It’s amazing, the complete lack of regard so many women have for those who came before them; for the struggles those women went through. They endured broken bones and battered spirit affording us the opportunity to vote and to be treated (almost) as equals in many ways. It’s because women like us fought for those rights and yes…marched, that they have them today.
You don’t have to identify as a victim to recognize your victimization. You don’t have to be public about your victimization, but what you should consider is how you re-victimize millions of girls and women when you deny theirs.
Believe this: when you claim that we are crazy, stupid, overly emotional, and overly sensitive to distance yourself from us, you bolster misogynistic stereotypes that are then applied to you.

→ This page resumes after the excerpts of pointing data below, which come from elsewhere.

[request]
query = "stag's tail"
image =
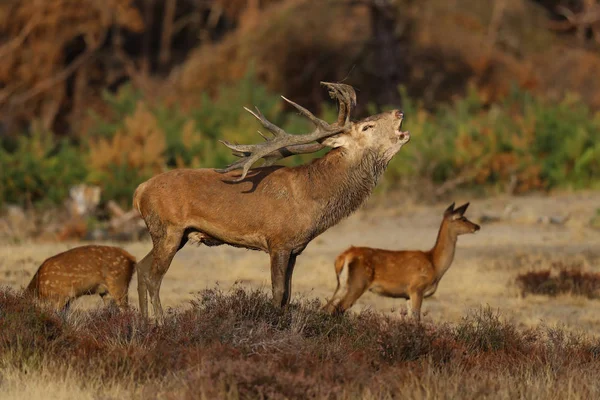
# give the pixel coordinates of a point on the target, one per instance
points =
(34, 286)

No matter how you try to distinguish yourselves, you will continue to be categorized as sexual objects and second-class citizens only useful for reproduction.
Because we understand the toll heterosexist white supremacist patriarchal oppression takes, we recognize that being “woke” is an emotional commitment many of you reject. So you don’t want to fight for your own freedoms…fine. But please, if you’re not going to join us or build us up the least you can do is refrain from tearing us down.
So to all those who took to the streets and rallied when called, to those who continue to march, take action by writing or call their local, state and congressional representatives–fighting for the rights of all…I have never been more proud. You are what makes America Great. You always have been.